Even when Medicare does use prepayment edits to screen bills from hospitals and other providers, Medicare’s system often fails, the report found. For example, GAO found that Medicare paid $8.6 million for claims that exceeded limits on the quantity of certain services that can be provided to a beneficiary by the same provider on a single date of service. In the GAO investigation, although CMS had ostensibly implemented prepayment edits to limit service quantities, a weakness in the agency’s systems allowed providers to bypass the quantity limits.

The report noted that CMS most recently reported an improper payment rate of 8.6%—or nearly $30 billion—for 2011.

More information is available online.

Warnings of EHR Incentive Abuses as Adoption Rises

According to a new report from the Medicare watchdog agency, the Office of the Inspector General (OIG), the Centers for Medicare and Medicaid Services (CMS) faces some serious holes in its system meant to reward physicians and hospitals that adopt electronic health records (EHRs).

As physicians and labs have rushed to adapt to burgeoning networks of EHRs, CMS often does not go far enough to make sure that it only offers incentives to organizations that truly have the required technology, OIG found. CMS expects to give close to $7 billion in incentive payments between 2011 and 2016.

OIG emphasized that because professionals and hospitals self-report data to demonstrate that they meet EHR incentive program requirements, CMS needs to verify that this data will help ensure the integrity of Medicare EHR incentive payments. OIG is recommending that CMS in at least some cases ask for proof from physicians and hospitals that their EHR systems measure up before paying, as well as issue better guidance to organizations on how to demonstrate compliance.

CMS reviewed OIG’s report before publication, and disagreed with the first recommendation for stepped-up prepayment review. CMS believes requiring more documentation from providers up front could prove burdensome for physician offices and hospitals and delay payments. The full report is available online.

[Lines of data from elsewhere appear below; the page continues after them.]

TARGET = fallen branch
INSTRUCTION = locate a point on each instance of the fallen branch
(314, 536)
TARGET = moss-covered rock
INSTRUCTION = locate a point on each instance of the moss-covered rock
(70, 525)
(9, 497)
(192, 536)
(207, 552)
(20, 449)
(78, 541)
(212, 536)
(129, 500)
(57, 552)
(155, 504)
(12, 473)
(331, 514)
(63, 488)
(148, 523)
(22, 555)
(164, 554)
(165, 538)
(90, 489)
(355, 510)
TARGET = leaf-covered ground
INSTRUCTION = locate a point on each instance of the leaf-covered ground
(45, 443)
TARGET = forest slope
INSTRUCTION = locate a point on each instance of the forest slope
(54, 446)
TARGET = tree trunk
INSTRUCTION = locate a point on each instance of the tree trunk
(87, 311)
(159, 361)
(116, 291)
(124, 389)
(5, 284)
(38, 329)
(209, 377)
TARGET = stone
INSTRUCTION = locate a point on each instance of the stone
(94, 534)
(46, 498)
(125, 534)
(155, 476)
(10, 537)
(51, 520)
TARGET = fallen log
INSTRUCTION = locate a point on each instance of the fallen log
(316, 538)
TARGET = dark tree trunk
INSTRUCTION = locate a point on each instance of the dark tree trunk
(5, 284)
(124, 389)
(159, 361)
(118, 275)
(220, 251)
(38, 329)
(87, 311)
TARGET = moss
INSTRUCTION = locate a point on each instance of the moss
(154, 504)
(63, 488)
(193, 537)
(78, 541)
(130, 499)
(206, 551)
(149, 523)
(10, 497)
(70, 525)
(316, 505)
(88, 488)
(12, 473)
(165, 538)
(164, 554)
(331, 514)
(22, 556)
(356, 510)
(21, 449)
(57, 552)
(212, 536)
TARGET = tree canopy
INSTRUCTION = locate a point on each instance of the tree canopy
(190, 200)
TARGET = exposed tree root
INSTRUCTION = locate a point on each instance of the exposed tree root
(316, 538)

Physician Adoption of EHRs Continues Rapid Growth

In related news, a December 2012 report from the National Center for Health Statistics (NCHS) found that 72% of office-based physicians used some kind of EHR system in 2012, a 26% increase over 2011. However, fewer physicians report using EHRs that meet certain minimal requirements suggested by the government, such as the ability to view lab results electronically. In 2012, 40% of physician offices had such systems, up from 34% in 2011.

The NCHS report also found that EHR adoption varied by state. In 2012, the percentage of physicians using any EHR system ranged from 54% in New Jersey to 89% in Massachusetts, and the percentage having a system that met the criteria for a basic system had an even wider range: from 22% in the District of Columbia to 71% in Wisconsin. Notably, 66% of all office-based physicians surveyed reported that they planned to apply, or already had applied, for the EHR incentive program.

The NCHS report is available through the Centers for Disease Control and Prevention website.